Closed wihobbs closed 9 months ago
The MPI hello test should probably be named hello or similar instead of more the more generic mpi_tests.c. The reason is that we may want to add other simple MPI based tessin the future (e.g. in flux-core we have hello and abort and version tests)
My original reason for doing this was that I thought we could add the abort and version tests as additional functions to mpi_tests.c
, which would mean only having to compile and link one piece of code. I'm guessing you want these to be separately compiled and run?
Eventually, we might want to move the MPI testing driver (currently the script in mpi-test.gitlab-ci.yml) to a script so it is easier to update the set of MPI implementations and compilers that are tested on each cluster. (We may want to add a config file for example so the list is easily updated and all in one place.)
I like the idea of a config file that could compile and run tests and standardize this across multiple machines. The implementation of this is still a little nebulous in my mind. I'll see if I can hammer out an example...
I think moving the flux run ./src/cmd/flux
call to the script would be a good start. We could probably trash the mpi-test.gitlab-ci.yml
file if we did this (and just call the script instead).
My original reason for doing this was that I thought we could add the abort and version tests as additional functions to mpi_tests.c, which would mean only having to compile and link one piece of code. I'm guessing you want these to be separately compiled and run?
This is not a bad idea, but I think it will result in more complexity in the long term (plus if we have a test or benchmark from elsewhere, it will be more work to integrate it into the test program than it would be to just drop in the new test).
I think moving the flux run ./src/cmd/flux call to the script would be a good start. We could probably trash the mpi-test.gitlab-ci.yml file if we did this (and just call the script instead).

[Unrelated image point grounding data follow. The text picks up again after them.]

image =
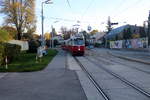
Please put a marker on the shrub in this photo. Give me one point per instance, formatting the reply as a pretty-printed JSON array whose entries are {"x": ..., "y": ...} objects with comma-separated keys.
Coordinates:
[
  {"x": 4, "y": 35},
  {"x": 11, "y": 51},
  {"x": 33, "y": 45},
  {"x": 97, "y": 44}
]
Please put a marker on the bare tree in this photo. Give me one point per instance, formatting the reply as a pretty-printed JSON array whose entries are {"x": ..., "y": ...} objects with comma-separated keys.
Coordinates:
[{"x": 21, "y": 14}]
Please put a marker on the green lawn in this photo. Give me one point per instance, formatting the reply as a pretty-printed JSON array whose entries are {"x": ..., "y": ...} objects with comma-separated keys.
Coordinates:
[{"x": 27, "y": 62}]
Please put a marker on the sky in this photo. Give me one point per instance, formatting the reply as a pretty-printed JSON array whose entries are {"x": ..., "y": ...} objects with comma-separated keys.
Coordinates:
[{"x": 90, "y": 12}]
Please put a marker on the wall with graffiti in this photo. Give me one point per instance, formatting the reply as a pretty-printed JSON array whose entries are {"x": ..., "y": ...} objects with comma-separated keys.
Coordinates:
[{"x": 131, "y": 43}]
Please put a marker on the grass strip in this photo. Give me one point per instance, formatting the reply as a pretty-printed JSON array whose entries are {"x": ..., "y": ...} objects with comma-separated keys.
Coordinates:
[{"x": 26, "y": 62}]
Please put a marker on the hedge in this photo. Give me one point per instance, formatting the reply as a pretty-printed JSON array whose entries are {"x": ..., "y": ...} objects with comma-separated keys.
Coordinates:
[
  {"x": 33, "y": 45},
  {"x": 11, "y": 51}
]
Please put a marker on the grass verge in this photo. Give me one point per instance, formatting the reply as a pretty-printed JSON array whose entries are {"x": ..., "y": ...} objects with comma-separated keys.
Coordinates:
[{"x": 27, "y": 62}]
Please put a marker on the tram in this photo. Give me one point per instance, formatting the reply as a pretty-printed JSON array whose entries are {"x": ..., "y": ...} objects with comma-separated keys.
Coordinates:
[{"x": 75, "y": 45}]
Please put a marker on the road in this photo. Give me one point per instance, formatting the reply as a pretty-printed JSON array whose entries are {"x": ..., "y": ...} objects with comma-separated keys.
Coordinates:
[
  {"x": 107, "y": 71},
  {"x": 53, "y": 83},
  {"x": 64, "y": 79}
]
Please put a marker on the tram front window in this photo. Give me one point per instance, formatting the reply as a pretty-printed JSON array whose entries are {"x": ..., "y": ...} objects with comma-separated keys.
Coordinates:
[{"x": 78, "y": 42}]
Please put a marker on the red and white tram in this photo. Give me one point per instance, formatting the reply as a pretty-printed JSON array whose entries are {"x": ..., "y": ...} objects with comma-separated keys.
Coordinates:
[{"x": 75, "y": 45}]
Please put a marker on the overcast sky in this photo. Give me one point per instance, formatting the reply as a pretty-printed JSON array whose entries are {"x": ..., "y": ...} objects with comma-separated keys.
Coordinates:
[{"x": 91, "y": 12}]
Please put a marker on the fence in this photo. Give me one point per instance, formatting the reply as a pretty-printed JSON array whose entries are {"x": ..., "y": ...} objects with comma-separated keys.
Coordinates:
[{"x": 131, "y": 43}]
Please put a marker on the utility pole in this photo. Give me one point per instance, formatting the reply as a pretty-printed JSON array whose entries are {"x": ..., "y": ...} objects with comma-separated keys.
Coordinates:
[
  {"x": 148, "y": 32},
  {"x": 109, "y": 28}
]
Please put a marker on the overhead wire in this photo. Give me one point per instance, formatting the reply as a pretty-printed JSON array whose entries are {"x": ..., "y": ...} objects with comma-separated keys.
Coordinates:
[
  {"x": 68, "y": 3},
  {"x": 129, "y": 7}
]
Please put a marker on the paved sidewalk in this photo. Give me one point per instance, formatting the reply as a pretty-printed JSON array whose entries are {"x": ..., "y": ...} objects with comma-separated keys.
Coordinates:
[{"x": 54, "y": 83}]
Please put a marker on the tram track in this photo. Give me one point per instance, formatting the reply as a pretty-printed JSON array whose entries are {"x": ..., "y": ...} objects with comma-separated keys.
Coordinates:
[
  {"x": 114, "y": 61},
  {"x": 139, "y": 89},
  {"x": 92, "y": 79}
]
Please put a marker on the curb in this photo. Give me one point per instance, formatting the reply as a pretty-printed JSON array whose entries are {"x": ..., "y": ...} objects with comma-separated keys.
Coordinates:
[{"x": 129, "y": 58}]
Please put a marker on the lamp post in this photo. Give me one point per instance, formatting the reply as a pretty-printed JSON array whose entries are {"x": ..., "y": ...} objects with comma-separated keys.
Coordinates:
[
  {"x": 52, "y": 34},
  {"x": 42, "y": 17}
]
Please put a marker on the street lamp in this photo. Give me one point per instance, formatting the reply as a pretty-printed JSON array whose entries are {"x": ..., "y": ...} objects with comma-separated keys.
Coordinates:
[
  {"x": 42, "y": 17},
  {"x": 52, "y": 34}
]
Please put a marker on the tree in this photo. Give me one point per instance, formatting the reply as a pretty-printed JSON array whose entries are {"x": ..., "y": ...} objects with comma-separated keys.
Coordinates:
[
  {"x": 67, "y": 33},
  {"x": 47, "y": 36},
  {"x": 21, "y": 14},
  {"x": 127, "y": 34},
  {"x": 4, "y": 35},
  {"x": 11, "y": 30},
  {"x": 93, "y": 32}
]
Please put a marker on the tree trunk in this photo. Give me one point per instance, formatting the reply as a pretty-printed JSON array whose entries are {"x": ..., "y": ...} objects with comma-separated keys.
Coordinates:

That sounds good. I think eventually we'll be submitting a suite of tests to the CI flux instance. The script can eventually handle this submission, monitoring of tests, and collection of results from all jobs.
I think eventually we'll be submitting a suite of tests to the CI flux instance.
What you're describing sounds to me like we'll be creating one Flux instance in CI (probably 2 full nodes) and then submitting many different MPI jobs utilizing different compilers to it, rather than creating many small instances (say, 2 nodes, 1 core on each) for each individual MPI job. Am I tracking correctly?
What you're describing sounds to me like we'll be creating one Flux instance in CI (probably 2 full nodes) and then submitting many different MPI jobs utilizing different compilers to it, rather than creating many small instances (say, 2 nodes, 1 core on each) for each individual MPI job. Am I tracking correctly?
I think there's a small bit of design work that needs to be done here. I haven't thought about this in detail so I apologize if my thoughts are not well-formed, but it seems like each MPI+compiler test is comprised of the following steps (this is just my first thought, so happy to discuss further)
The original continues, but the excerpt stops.